Measurement Flashcards
What is validity?
The degree to which it measures what it is supposed to measure. Within validity, the measurement does not always have to be similar, as it does in reliability. However, just because a measure is reliable, it is not necessarily valid
Criterion Validity- to measure this, researchers must calibrate it against a known standard or against itself.
Consequential Validity-positive or negative social consequences of a test. The test must not have negative social consequences that seem abnormal.
Internal consistency-how consistently the items on a test measure a single construct or concept; only requires a group of people to take a test at once, no time allowance is needed.
Define content validity.
Content Validity
Also known as logical validity, is a verification that the method of measurement actually measures what it is expected to measure. Content validity is a type of validity that focuses on how well each question taps into the specific construct in question. Content validity requires the use of recognized subject matter experts to evaluate whether test items assess defined content and more rigorous statistical tests that does the assessment of face validity. We use CVI and CVR to do this.

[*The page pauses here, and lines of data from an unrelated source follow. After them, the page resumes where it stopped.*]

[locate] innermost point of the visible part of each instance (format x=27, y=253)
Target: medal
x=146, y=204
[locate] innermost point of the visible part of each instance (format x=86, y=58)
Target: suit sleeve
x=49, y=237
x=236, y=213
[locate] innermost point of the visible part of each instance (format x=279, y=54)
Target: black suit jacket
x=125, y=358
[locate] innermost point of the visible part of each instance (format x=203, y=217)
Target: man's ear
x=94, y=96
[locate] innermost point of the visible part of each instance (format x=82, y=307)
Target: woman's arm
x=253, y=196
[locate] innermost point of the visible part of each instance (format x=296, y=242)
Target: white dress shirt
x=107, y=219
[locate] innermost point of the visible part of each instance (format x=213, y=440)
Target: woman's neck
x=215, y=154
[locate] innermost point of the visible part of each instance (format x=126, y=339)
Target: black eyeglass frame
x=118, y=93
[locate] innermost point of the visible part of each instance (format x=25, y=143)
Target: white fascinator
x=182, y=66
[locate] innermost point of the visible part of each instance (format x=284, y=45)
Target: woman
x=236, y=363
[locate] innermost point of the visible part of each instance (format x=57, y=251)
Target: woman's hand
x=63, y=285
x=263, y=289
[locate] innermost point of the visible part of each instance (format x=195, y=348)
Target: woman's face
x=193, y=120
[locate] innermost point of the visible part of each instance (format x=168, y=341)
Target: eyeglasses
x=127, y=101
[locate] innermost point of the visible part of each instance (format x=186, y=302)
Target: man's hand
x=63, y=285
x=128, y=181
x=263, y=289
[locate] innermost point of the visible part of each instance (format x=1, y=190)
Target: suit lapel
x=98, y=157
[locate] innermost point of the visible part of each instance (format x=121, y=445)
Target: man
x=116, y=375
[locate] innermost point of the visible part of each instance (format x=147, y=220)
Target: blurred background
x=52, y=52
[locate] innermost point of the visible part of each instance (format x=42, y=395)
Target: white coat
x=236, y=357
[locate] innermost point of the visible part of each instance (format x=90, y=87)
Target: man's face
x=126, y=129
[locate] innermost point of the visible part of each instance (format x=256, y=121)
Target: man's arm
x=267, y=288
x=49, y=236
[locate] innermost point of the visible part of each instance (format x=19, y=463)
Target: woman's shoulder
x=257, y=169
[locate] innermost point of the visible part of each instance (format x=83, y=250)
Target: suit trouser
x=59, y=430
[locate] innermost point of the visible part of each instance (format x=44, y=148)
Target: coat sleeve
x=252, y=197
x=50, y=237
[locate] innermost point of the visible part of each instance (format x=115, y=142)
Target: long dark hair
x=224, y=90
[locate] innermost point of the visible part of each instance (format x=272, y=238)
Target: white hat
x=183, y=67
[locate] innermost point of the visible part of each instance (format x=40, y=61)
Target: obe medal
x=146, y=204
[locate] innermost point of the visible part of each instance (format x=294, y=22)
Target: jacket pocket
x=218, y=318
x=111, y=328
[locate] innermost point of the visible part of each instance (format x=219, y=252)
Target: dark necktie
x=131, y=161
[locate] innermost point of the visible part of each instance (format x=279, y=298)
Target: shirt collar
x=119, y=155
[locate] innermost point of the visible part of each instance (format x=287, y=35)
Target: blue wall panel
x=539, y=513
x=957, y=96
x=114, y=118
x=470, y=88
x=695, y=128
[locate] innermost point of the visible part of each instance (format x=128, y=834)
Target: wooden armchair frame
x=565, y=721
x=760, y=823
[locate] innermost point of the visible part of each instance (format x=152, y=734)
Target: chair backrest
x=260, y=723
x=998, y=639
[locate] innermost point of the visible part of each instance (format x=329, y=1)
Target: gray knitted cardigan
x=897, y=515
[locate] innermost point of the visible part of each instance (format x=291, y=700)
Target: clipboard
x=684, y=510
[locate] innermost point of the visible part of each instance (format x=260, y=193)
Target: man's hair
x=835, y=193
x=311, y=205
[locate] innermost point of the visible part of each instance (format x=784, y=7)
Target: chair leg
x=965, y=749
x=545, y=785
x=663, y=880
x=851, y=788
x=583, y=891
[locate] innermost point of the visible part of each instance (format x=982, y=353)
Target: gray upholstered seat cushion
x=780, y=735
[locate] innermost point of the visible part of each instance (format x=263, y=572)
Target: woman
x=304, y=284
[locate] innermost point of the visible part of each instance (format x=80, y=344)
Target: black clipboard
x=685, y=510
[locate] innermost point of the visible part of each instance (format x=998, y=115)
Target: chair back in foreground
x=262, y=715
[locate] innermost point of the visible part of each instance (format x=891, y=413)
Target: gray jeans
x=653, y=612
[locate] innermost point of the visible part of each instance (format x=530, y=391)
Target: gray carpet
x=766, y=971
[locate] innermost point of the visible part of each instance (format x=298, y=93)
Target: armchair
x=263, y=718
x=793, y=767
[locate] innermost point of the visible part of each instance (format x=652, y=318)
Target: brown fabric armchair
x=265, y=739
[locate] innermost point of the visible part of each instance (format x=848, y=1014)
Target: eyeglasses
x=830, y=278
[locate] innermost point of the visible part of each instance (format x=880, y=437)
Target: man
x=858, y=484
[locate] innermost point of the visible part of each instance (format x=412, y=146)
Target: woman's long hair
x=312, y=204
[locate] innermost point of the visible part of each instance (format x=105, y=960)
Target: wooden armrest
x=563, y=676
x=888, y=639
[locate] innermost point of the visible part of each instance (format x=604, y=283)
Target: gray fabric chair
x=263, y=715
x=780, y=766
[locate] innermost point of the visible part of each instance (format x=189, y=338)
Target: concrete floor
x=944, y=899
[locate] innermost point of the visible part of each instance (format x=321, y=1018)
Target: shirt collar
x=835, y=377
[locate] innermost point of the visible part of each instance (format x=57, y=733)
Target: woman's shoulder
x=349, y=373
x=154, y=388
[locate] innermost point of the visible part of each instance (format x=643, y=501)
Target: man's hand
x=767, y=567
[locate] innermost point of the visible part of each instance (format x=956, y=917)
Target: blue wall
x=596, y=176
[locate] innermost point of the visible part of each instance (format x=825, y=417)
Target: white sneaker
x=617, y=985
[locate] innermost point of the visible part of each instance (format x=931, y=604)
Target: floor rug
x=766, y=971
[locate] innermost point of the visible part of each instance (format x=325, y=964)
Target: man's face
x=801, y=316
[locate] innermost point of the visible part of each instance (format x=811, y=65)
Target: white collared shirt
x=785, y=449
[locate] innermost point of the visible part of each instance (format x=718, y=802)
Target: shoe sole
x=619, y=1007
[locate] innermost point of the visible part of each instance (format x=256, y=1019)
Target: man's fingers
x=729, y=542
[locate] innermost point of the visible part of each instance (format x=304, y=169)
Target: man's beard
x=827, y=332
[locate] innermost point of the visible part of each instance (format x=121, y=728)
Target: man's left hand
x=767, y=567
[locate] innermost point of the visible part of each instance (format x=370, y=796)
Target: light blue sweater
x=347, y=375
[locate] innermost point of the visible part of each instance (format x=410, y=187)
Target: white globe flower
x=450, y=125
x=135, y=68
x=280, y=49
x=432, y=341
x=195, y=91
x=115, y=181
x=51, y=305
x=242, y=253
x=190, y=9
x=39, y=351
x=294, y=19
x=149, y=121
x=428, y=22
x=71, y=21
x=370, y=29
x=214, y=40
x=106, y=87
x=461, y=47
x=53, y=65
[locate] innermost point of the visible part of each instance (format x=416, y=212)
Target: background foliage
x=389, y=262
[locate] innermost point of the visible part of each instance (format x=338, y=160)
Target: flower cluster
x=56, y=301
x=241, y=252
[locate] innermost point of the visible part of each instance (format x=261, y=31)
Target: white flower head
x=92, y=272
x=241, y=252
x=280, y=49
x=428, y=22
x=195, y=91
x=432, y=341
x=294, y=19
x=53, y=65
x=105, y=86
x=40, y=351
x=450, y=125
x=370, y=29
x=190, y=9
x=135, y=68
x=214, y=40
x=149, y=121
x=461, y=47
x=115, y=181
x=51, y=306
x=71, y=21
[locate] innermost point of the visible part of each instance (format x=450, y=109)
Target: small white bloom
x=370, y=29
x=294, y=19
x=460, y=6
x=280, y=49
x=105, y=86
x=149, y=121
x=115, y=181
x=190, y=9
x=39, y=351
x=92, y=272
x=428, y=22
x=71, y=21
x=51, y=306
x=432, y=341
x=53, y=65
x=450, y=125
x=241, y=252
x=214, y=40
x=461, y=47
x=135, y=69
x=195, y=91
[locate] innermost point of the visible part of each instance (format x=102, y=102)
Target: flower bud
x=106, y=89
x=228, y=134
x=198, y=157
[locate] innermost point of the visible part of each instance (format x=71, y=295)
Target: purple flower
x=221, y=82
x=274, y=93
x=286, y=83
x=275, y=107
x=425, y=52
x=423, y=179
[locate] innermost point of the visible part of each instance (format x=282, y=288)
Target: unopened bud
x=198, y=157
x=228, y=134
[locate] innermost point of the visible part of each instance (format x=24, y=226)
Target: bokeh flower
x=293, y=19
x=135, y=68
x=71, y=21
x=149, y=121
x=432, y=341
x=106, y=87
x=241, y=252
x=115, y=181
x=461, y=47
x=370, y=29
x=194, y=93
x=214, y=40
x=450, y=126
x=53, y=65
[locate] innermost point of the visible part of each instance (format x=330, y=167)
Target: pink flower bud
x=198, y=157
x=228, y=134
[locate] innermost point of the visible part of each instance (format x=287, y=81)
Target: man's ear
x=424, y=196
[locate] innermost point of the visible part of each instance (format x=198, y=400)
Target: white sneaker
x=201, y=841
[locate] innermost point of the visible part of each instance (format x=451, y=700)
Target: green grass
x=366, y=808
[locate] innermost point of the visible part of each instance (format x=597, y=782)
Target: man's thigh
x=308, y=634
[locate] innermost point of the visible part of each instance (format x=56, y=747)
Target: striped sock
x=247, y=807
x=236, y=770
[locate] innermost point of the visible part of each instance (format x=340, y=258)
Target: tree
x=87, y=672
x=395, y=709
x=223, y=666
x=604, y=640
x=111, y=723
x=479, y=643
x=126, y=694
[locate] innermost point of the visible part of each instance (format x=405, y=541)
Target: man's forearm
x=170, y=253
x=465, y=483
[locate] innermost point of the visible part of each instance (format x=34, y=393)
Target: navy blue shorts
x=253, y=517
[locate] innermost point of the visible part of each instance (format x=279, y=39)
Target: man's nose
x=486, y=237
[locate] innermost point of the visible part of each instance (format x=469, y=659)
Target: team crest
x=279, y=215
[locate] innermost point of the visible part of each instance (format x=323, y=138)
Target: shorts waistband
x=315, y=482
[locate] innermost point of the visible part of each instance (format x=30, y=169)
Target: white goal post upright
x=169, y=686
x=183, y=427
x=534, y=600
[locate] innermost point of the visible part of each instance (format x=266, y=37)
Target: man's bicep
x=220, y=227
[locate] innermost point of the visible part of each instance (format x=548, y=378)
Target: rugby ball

Define Construct Validity.
Construct validity refers to the extent to which a higher-order construct, such as help seeking, teacher stress, or dyslexia, is accurately represented in the particular study. Construct validity is fostered by having a good definition and explanation of the meaning of the construct of interest. Construct validity evidence involves the empirical and theoretical support for the interpretation of the construct.
Define criterion validity.
To measure the criterion validity of a test, researchers must calibrate it against a known standard or against itself. Comparing the test with an established measure is known as concurrent validity; testing it over a period of time is known as predictive validity. In psychometrics, criterion or concrete validity is the extent to which a measure is related to an outcome. Criterion validity is often divided into concurrent and predictive validity.
Define concurrent validity.
Concurrent validity refers to a comparison between the measure in question and an outcome assessed at the same time. Predictive validiy measures the degree to which the test scores measuring one test criterion is consistent with other criterion being measured. Concurrent validity is established when the scores from a new measurement procedure are directly related to the scores from a well-established measurement procedure for the same construct; that is, there is consistent relationship between the scores from the two measurement procedures. Criterion validity is a good test of whether such newly applied measurement procedures reflect the criterion upon which they are based. When they do not, this suggests that new measurement procedures need to be created that are more appropriate for the new context, location, and/or culture of interest.
Define consequential validity.
Consequential validity refers to the positive or negative social consequences of a particular test. For example, the consequential validity of standardized tests include many positive attributes, including: improved student learning and motivation and ensuring that all students have access to equal classroom content.Consequential validity in testing describes the after effects and possible social and societal results from a particular assessment or measure. For an assessment to have consequential validity it must not have negative social consequences that seem abnormal.
What is reliability?
the consistency or stability of test scores. If scores are reliable, they will be similar on every occasion.
Identify ways of computing reliability.
Test-retest- the reliability of test scores over time
Give test once, 2nd time and correlate scores. High indicates score reliability.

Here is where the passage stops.